The biggest victories of the environmental movement have been when we take democracy back into our own hands, and the youth are doing that every time we strike for climate. We have to entrench this power into law as Al Gore says “It’s great to change our light bulbs, but it’s better to change our laws”. All of the successes of the environmental movement mean nothing if the people can’t participate.


Climate Reality Conference - Photo Credit: Sarah Dobson

1. Don’t build that which we will have to tear down later

Fighting climate change is our biggest chance to completely reform our infrastructure, but we must be careful during this transition. If we recreate the same systems of inequity, the same oppression will continue. If fossil fuel companies transition to renewable energy, they will continue to charge high fees to low income communities and pay low wages to maximise profits. Creating local energy cooperatives will allow communities to have their say in how their energy is governed and encourage participation in wider democratic processes.


If we allow power to be taken away from the communities affected by climate change in the name of progress, we are not creating a just transition. We need to do more than fight oppression, we need to uproot it so it can never grow back.


Why build inequitable systems that we will inevitably have to tear down later? Let’s do the hard work now and use environmental solutions to solve the social problems of our communities.


So is it worth going to the training?

There is certainly a ton of valuable information in one place, a load of connections to work with on environmental campaigns and a whole lot more inspiration to be found at the Climate Reality trainings.

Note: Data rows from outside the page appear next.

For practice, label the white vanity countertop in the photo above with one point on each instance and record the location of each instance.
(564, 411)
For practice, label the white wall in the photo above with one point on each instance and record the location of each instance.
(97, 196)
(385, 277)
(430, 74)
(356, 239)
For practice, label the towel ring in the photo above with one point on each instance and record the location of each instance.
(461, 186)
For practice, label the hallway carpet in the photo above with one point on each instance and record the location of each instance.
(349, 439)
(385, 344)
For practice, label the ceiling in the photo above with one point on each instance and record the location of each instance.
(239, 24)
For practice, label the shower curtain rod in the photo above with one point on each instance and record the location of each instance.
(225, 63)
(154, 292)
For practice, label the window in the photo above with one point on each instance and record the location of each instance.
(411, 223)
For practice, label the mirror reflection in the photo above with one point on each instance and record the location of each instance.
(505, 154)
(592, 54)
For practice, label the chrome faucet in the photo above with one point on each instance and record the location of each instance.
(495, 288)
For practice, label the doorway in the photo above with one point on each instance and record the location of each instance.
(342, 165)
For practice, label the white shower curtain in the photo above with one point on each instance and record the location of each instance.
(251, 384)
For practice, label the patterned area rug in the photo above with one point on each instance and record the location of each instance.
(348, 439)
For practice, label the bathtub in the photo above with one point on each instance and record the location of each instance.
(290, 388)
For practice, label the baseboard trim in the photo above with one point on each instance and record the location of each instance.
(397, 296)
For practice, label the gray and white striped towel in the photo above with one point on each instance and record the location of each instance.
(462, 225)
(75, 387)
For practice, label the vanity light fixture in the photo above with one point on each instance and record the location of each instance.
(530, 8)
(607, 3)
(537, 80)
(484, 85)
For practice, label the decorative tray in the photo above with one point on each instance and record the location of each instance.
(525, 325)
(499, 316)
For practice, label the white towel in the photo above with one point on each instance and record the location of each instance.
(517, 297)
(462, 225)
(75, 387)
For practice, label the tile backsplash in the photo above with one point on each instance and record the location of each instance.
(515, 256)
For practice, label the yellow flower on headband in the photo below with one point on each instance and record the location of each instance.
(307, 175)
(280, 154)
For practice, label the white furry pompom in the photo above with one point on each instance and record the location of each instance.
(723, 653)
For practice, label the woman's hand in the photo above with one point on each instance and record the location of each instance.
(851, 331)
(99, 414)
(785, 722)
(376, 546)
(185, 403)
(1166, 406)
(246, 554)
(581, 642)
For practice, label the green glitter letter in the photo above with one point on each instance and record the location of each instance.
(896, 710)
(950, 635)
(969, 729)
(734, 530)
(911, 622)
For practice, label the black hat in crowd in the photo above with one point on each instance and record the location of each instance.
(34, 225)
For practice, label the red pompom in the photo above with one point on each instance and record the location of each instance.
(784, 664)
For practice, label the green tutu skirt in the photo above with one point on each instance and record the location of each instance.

You’re given mentors with experience to connect with and more resources than you could ever use.


But, they’re very America-centric. All of the Climate Reality chapters and most of the leaders are American, which can make for a slightly alienating training for international participants. There are also a lot of religious links to the environmental movement which, although multi-faith inclusive, can make people quite uncomfortable.


If you can make it to one, I would definitely recommend it. I learnt a lot about practical engagement with climate campaigns and a lot more about the fight for environmental justice. If nothing else, it always helps to meet people from across the world who are fighting for the same things as you, but in completely different contexts. We are not alone in our battle to save the world, “we came to learn and we leave to serve” our communities and our campaigns.